The PWFA and BSCA rulemakings and FACEs prosecutions come as the punchlines to those particularly jokes. No one's come away from any statute feeling the GOP has a better finger on the interests of the public, or was able to represent its people's interests better than the What's The Matter With Kansas asshole. Perhaps these laws are all cherry-picked, and every other major bipartisan statute had everyone walk away smiling, or the GOP betrayed the Democratic Party. Nor, given the speed that even matters as simple as dictionaries have turned to political ends, is there any way to promise that the next time would be different, or that even laws and statutes that conservatives badly want would be resistant. Indeed, the longest delay was the case where they compromised in no amount at all!
You still don't get that many tries to break trust, and it's expensive to rebuild.
There is all that. Although it seems baked into the post is the unsaid premise that the problem is the laws were crafted poorly/maliciously. But, IMHO, the problem is all the enforcement agencies have been captured by neoliberals. And so there simply is no law that they won't interpret in the manner that most suits their objectives. I mean, already with the constitution, you'd think "shall not be infringed" is clear as day. But to a neoliberal lawyer, or a judge that decides "The second amendment does not exist in my courtroom", it's all very nuanced.

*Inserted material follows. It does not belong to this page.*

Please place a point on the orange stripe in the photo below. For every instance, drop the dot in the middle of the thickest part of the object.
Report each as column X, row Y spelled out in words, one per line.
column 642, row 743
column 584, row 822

So I suppose my opinion is that no law can possibly be crafted to prevent these enforcement agencies from just doing whatever they wanted to do anyways. As such, if you really want to curtail their behavior, you must abolish them.
But I'd be willing to settle for abolishing the undemocratic regime where unaccountable agencies get to make up whatever regulations they want without any oversight from congress, and seeing how things go from there first. A guy can hope.

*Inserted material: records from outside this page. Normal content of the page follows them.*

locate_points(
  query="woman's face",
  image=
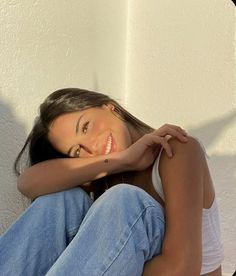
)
(94, 131)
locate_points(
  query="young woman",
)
(111, 196)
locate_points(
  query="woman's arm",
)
(182, 178)
(60, 174)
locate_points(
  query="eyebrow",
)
(76, 132)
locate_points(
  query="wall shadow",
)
(12, 135)
(223, 171)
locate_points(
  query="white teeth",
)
(109, 143)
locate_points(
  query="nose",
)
(90, 147)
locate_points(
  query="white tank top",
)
(212, 249)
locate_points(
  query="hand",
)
(144, 151)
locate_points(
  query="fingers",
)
(172, 130)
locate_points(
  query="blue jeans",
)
(65, 233)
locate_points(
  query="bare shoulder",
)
(182, 180)
(189, 153)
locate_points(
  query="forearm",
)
(162, 266)
(60, 174)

Oh, my apologies; I don't really mean to take a position on that. It's quite possible that even the most consequential and hidden stuff, like the coverage for gender identity stuff in the ACA, was totally well-intended to the most circumscribed bounds (though I'm not optimistic). It's possible that Obama genuine did at the time not want to fund health insurance for DACA, and there are almost certainly cases where the law was far more explicit and clearly written and reversed anyway. Halbrook's examples of ATF adventurism probably fall there, and I'm a long fan of pointing to problems like whether FOPA means you can stop to piss in Albany, or where a certain high-profile someone revised multiple statutory requirements to destroy records and not record or transfer them at a government facility to instead permit keeping them.
Similarly, one can readily imagine a world where every law was written in the most backhanded way by some evil grand vizier, yet it wouldn't matter because they were enforced by some even-handed personification of justice. We're just not in that world.
Yeah, there's definitely that.
But while that's definitely a bigger problem, and maybe even a coup-complete one, I think it's worth noting the separate issue and incentive where enacting a law or portion of a law to prevent something instead turned into ammunition to enact the desired change. And even if that's a rare matter, even if biased enforcement agencies are replaced or abolished, it's going to be something that will remain as a failure mode.